The CIO added that she views the agency on a promising path toward fully embracing RPA.

“There's a very broad range of implementations for robotic process automation in production today, and so that's a success,” she added. “I think it's just that they still are relying on a technical intermediary to implement the solution.”

Reflecting on some of what she’s learned so far from these pursuits, Aronson noted that networking, relationships, and “building a community around” RPA at the federal level have proven crucial in the agency’s efforts to use this technology. She confirmed that Anand leads an RPA community of practice, or COP, directly within NSF—and participates as a member in the broader General Services Administration RPA COP, where others from across agencies come together to share their work. 

“Being part of the Federal COP, I am seeing more and more people using [RPA] and how it can bring benefits,” Anand told Nextgov Wednesday. “And agencies are willing to share their code with each other. So, that enables us to benefit from what one agency has done, and try to replicate it in the other agency with minimal effort. That’s where I’m learning.”

“If I was on the street, giving advice to someone who said ‘I want to start an RPA program,’ I'd say, ‘reach out to GSA and join the community of practice,” CIO Aronson further emphasized.

As for other learnings, she added that it’s important for those just starting to venture into automation to accept that there’s always going to be a bit of a risk that the solutions being pursued might not catch on.

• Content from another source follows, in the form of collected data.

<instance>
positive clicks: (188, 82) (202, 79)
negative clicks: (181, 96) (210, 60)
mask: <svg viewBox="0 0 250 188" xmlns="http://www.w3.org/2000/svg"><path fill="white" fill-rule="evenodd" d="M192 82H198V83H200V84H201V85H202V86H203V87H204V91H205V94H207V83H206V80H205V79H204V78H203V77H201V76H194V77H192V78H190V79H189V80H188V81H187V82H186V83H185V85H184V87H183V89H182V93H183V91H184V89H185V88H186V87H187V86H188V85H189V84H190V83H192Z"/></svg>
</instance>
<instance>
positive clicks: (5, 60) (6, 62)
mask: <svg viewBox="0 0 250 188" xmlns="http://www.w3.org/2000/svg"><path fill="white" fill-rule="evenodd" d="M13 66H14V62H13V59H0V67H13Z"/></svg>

But to her, it’s always worth that risk.

“That would be my advice: Whether this succeeds or fails, we had to experience this ourselves. It's a cultural change, and cultural change takes time,” Aronson said. “I think low-code solutions are the way of the future. So, if someone invests in a low-code solution like this, and it ends up not to succeed, they haven't lost millions and millions of dollars of investment. You know, you pay as you go. It's a good way of going.”